Ação Civil do Ministério Público
O processo de destombamento foi alvo de Ação Civil Pública promovida pelo Ministério Público. O órgão apontou que a proposta “não traz qualquer benefício à coletividade. Apenas visa beneficiar economicamente as empresas que exploram o Internacional Shopping de Guarulhos, que tinham a nítida intenção de ampliação de seu estacionamento”.
As defesas dos condenados pediram mais explicações ao Tribunal de Justiça. Por isso, as penas ainda não podem ser cumpridas.
“Falta o julgamento de um recurso chamado embargos de declaração. Essa decisão não é leve, é uma pena pesada, que vai atingir não só o bolso das pessoas, como também a reputação das pessoas condenadas”, destacou o professor Marcelo Figueiredo.
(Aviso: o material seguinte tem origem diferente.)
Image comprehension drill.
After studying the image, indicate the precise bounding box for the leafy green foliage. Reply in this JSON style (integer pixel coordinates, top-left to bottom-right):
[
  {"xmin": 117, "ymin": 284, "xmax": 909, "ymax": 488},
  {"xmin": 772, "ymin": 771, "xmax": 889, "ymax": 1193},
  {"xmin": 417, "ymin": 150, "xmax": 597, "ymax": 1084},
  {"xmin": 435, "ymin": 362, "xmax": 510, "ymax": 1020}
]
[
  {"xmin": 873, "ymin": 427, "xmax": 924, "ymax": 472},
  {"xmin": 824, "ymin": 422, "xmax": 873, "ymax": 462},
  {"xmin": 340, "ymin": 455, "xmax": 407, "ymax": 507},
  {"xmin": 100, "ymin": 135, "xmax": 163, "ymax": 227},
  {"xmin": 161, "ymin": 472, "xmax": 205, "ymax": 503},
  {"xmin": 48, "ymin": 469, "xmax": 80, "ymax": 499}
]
Família Saraceni reunida diante do casarão no natal de 1951
Instituto São Paulo Antiga
Casos semelhantes
O Ministério Público acompanha outros dois casos com procedimentos semelhantes.
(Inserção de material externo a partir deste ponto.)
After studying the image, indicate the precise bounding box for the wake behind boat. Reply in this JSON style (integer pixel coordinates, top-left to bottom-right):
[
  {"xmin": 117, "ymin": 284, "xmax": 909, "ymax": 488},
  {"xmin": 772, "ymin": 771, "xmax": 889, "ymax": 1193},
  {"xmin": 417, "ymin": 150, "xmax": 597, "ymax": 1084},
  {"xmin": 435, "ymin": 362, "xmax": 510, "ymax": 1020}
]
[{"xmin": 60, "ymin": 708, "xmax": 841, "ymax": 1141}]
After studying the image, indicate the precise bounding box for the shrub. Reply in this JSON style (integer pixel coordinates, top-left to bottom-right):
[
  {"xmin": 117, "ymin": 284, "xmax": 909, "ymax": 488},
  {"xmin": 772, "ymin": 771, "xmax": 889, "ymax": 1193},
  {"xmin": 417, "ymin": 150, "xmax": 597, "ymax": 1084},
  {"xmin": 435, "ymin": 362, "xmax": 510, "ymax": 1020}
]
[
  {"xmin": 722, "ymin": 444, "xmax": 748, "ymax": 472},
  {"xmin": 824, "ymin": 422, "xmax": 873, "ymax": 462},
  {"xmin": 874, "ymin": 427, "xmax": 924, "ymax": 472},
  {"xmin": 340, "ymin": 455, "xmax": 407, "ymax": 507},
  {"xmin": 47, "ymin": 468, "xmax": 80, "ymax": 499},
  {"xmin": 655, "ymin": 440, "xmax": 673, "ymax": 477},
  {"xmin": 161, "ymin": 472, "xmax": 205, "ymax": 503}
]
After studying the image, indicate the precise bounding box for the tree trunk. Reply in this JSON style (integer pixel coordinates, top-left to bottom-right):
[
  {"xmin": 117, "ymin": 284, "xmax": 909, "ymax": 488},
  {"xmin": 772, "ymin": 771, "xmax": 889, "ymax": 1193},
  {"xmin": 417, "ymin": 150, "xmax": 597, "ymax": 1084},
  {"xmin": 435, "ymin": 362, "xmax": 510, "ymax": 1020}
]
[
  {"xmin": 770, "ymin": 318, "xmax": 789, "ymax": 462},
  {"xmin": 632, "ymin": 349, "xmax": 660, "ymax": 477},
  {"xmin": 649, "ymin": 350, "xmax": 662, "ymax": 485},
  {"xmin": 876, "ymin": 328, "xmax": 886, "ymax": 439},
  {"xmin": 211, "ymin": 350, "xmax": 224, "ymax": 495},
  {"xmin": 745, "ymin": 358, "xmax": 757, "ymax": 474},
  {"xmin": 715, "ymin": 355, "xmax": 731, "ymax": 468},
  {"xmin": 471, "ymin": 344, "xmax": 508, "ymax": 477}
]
Em fevereiro, o SP2 mostrou que o Conpresp (Conselho Municipal de Preservação do Patrimônio de São Paulo) decidiu não estudar o tombamento de um casarão demolido nos Jardins, na Zona Oeste da capital, com base em um laudo apresentado pela construtora interessada no terreno.
O documento, que dizia que o imóvel não tinha relevância histórica, também foi assinado por Carlos Augusto Faggin, que disse que o imóvel não tinha relevância histórica.
Faggin também assinou o Plano Diretor da Fundação Butantan, que prevê a construção de um complexo industrial para a produção de vacinas na área tombada como patrimônio histórico e ambiental.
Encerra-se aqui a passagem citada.